ベトナム戦争で米軍が散布した枯れ葉剤の影響とみられる結合双生児として生まれた、グエン・ドクさん(44)の人生を描いた長編ドキュメンタリー映画が、ベトナムで公開されている。戦争終結から今年で50年。ドクさんは「戦争をなくすためにできることを、若い世代の人らが考える機会になれば」と願う。

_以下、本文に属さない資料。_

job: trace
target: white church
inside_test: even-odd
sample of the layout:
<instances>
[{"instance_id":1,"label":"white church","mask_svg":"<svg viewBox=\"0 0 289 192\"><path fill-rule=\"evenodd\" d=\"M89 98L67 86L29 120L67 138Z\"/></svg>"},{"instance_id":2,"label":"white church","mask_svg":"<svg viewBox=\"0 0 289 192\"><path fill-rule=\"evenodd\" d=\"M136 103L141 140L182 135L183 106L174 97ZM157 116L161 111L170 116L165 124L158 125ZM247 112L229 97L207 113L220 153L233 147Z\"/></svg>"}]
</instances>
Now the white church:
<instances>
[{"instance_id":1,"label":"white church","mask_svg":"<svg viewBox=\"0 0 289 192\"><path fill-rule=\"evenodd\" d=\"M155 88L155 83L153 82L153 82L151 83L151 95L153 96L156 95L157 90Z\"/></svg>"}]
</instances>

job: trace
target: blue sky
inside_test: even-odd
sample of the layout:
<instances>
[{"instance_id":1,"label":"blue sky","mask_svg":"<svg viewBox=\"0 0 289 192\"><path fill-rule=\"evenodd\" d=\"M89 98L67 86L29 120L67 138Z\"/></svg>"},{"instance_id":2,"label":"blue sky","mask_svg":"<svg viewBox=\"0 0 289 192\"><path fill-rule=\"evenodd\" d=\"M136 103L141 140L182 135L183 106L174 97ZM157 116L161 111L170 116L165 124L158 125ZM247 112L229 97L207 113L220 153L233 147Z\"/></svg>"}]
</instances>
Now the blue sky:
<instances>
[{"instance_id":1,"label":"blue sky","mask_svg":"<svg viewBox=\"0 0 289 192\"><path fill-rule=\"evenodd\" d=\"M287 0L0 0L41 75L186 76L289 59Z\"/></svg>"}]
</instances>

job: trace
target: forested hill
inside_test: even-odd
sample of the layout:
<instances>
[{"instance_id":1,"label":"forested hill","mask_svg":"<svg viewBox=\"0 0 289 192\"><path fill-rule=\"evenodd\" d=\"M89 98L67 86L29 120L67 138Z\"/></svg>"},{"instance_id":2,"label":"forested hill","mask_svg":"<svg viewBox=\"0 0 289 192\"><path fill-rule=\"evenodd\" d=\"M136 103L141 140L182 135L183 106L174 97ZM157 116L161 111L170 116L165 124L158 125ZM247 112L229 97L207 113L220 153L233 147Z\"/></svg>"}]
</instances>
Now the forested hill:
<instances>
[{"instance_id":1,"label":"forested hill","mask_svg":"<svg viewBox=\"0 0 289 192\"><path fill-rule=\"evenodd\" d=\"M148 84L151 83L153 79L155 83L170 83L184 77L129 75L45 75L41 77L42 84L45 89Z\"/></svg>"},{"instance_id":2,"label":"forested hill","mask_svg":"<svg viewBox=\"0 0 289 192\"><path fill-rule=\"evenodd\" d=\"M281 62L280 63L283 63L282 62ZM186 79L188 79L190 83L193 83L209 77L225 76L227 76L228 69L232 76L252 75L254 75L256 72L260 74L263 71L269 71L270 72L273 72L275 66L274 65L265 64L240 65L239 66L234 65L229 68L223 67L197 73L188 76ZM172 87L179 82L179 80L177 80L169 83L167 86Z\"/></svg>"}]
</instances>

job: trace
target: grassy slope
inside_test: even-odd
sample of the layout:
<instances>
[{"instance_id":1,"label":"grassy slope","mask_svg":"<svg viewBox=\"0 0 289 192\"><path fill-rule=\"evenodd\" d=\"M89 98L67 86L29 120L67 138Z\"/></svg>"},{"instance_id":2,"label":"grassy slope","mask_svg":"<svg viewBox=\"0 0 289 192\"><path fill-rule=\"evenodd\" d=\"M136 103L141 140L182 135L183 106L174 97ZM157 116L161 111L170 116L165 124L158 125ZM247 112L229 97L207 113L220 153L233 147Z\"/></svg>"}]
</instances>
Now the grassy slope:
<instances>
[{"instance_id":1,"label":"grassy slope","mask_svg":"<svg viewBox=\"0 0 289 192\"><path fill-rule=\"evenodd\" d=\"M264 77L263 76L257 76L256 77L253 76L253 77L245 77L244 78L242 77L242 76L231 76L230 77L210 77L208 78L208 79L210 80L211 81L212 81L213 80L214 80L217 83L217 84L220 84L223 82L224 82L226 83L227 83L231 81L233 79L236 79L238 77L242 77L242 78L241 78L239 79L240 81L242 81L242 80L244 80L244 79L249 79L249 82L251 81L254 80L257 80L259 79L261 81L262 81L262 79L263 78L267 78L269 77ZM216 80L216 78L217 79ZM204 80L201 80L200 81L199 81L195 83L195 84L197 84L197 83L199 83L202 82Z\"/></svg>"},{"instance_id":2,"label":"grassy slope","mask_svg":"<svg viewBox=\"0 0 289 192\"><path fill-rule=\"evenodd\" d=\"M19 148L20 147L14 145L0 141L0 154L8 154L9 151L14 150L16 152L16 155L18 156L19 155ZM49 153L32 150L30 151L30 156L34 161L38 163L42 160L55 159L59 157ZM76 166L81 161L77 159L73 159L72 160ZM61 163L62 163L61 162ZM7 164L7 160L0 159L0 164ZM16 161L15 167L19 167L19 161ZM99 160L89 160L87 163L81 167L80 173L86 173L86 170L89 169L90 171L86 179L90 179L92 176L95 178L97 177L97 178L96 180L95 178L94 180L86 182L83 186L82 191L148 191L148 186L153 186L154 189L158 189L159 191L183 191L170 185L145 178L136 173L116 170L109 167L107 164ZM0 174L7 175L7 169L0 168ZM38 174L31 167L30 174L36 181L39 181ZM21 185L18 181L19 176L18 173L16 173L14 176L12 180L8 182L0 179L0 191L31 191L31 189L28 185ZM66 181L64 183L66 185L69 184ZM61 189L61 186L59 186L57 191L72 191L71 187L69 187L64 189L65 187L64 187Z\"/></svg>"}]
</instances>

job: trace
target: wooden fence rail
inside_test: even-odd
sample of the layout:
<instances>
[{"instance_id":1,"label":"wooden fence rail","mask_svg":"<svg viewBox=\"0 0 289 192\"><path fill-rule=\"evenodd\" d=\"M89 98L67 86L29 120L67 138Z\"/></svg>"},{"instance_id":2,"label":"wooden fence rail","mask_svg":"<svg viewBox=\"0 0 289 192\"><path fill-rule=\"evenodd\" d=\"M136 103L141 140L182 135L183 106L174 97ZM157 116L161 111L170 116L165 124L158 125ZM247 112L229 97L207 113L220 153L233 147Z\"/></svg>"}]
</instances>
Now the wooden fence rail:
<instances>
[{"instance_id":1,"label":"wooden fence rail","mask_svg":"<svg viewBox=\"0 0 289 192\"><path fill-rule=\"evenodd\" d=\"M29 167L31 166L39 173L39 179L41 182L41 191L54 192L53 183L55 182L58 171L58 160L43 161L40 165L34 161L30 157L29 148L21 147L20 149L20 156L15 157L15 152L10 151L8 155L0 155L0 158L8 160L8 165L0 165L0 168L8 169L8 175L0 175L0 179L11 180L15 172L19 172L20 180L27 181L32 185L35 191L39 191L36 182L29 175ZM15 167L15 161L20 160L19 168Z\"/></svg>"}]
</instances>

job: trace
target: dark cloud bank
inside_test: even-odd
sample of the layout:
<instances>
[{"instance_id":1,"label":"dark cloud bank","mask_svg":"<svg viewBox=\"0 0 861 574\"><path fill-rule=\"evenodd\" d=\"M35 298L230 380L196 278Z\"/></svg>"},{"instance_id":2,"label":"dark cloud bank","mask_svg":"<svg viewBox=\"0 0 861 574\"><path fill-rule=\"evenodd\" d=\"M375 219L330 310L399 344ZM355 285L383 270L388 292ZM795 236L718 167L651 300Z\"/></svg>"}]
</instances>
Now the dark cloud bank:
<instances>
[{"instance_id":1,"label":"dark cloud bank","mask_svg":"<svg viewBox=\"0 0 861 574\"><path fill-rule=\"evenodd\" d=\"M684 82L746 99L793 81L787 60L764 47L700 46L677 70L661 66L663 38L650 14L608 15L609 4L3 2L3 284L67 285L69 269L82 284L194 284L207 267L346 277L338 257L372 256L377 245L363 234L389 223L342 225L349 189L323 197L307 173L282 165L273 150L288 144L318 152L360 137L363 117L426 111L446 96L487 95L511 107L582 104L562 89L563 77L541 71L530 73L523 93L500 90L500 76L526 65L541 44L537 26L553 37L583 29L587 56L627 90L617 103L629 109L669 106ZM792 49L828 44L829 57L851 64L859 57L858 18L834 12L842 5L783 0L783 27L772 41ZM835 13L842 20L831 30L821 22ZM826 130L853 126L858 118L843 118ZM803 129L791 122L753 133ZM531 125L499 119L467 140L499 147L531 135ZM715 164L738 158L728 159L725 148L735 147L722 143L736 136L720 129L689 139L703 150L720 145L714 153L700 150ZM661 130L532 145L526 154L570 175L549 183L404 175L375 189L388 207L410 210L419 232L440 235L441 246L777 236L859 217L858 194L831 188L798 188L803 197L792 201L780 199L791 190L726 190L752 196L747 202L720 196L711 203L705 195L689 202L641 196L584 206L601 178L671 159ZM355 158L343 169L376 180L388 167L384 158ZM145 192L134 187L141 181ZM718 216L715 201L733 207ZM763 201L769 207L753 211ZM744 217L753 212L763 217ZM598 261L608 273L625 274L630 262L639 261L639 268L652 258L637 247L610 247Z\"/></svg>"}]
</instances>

- 失った脚の痛みが消えても 30年過ぎてなお、地雷が奪い続けるもの
ドクさんはベトナム戦争終結後の1981年、兄のベトさんと下半身がつながった結合双生児として生まれた。米軍が戦時中に散布した、猛毒のダイオキシンを含む枯れ葉剤が影響したとみられている。88年に日本の支援で兄弟の体の分離手術に成功。ベトさんは2007年に亡くなった。
映画は「ドクちゃん―フジとサクラにつなぐ愛―」(川畑耕平監督)。ドクさんと長く交流があるプロデューサーのリントン貴絵ルースさんがドクさんに出演をオファーし、今も健康問題に苦しみながら暮らすドクさんと妻子の日常を描いた。日本では昨年、上映された。ベトナムでは2月末から3月9日まで、首都ハノイとホーチミンで上映中だ。